Un'infermiera con una boccetta di vaccino anti-Covid di Pfizer/BioNTech al Guy's Hospital di Londra l'8 dicembre scorso
Un’infermiera con una boccetta di vaccino anti-Covid di Pfizer/BioNTech al Guy’s Hospital di Londra l’8 dicembre scorso 
Diritti d’autore  Frank Augstein/Copyright 2020 The Associated Press. All rights reserved 

Mentre in diversi Paesi, dalla Russia al Regno Unito, vengono già somministrati i primi vaccini anti-coronavirus, la prossima sfida sarà convincere almeno il 70% della popolazione a farsi vaccinare. Solo così, infatti, si potrà vincere il Covid-19.

Ma quanta fiducia ripongono gli europei nel vaccino? Quante persone nei vari Stati UE si dicono disposte a farsi iniettare il farmaco?

Sono diversi i sondaggi che mostrano come gli europei siano piuttosto scettici nei confronti dei vaccini.

Uno recente, condotto su più di 13.400 persone in 19 paesi, ha rilevato come siano i polacchi i più scettici del nostro continente. Meno della metà di loro si farebbe vaccinare (42%). Stesse conclusioni di un rilevamento del World Economic Forum-Ipsos.

Più scettica dell’Italia è la Francia, dove poco più della metà della popolazione (54%) si dice disposta ad assumere il farmaco. Da noi, questa percentuale sale al 65%.

Svezia, Germania e Spagna fanno registrare livelli di scetticismo più elevati rispetto ad altri paesi sviluppati come Stati Uniti e Corea del Sud.

 

Tutti questi risultati sono in linea con un sondaggio globale datato 2019 e condotto dall’organizzazione no-profit Wellcome e dal Vaccine Confidence Project. Anche qui viene indicato che nei paesi europei la probabilità di avere fiducia nei vaccini è più bassa che nel resto del mondo.

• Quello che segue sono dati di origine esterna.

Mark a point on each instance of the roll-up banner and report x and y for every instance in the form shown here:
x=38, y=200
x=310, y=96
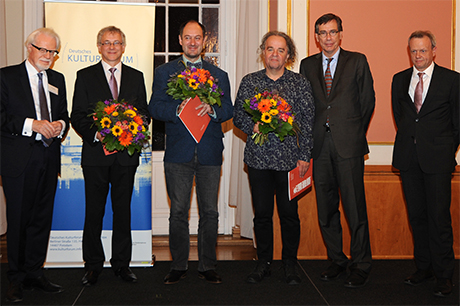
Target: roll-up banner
x=77, y=23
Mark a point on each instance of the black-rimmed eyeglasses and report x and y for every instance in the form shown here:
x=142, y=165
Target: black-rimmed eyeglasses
x=43, y=50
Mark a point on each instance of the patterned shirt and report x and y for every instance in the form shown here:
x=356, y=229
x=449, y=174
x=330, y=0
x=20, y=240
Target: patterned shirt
x=275, y=154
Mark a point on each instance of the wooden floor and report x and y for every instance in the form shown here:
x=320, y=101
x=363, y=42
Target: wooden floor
x=228, y=248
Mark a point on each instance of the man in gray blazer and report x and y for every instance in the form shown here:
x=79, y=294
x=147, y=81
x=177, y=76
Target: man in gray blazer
x=344, y=101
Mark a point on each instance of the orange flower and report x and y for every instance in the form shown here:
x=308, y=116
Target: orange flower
x=110, y=109
x=125, y=139
x=264, y=105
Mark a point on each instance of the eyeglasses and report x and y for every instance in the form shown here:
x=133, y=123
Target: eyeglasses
x=323, y=34
x=43, y=50
x=108, y=43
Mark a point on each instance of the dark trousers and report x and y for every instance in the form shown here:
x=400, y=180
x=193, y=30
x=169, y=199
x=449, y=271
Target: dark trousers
x=265, y=184
x=428, y=198
x=332, y=173
x=97, y=182
x=30, y=201
x=179, y=182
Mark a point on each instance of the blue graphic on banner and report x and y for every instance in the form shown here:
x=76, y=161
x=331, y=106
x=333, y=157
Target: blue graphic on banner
x=69, y=205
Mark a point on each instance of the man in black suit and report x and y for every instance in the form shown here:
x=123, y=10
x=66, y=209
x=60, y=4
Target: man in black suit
x=426, y=102
x=34, y=119
x=100, y=169
x=344, y=102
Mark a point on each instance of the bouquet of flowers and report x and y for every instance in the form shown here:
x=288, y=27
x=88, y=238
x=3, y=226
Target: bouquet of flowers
x=121, y=125
x=274, y=115
x=195, y=82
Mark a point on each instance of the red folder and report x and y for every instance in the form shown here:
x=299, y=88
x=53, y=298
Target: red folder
x=195, y=124
x=298, y=184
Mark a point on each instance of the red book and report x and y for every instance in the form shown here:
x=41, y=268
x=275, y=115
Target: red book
x=298, y=184
x=195, y=124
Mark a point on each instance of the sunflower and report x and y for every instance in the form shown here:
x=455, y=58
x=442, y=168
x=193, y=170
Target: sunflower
x=133, y=127
x=266, y=117
x=116, y=130
x=105, y=122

“La tendenza generale che la nostra indagine mostra, in tutto il mondo, è che più un paese è ricco e più è economicamente sviluppato, meno la gente tende ad avere fiducia nei vaccini”, dice Imran Khan, responsabile del Wellcome Trust.

In molti di questi Paesi ricchi, l’accesso ai vaccini è maggiore, così come sono più numerose le vaccinazioni obbligatorie per l’infanzia, mentre nei Paesi più poveri, con una maggiore fiducia nei vaccini, si registrano tassi di vaccinazione inferiori dovuti ad una minore accessibilità.

L’Organizzazione Mondiale della Sanità (OMS) indica che lo scetticismo nei vaccini è stata una delle principali minacce per la salute globale nel 2019. In alcuni Paesi si era sulla buona strada per eliminare il morbillo, ma la malattia è tornata a circolare.

Scetticismo sui vaccini legato alla fiducia nei governi

L’indagine globale di Nature rileva che le persone con i più alti livelli di fiducia nelle informazioni dei propri governi sono anche le più propense a farsi vaccinare. Come mai?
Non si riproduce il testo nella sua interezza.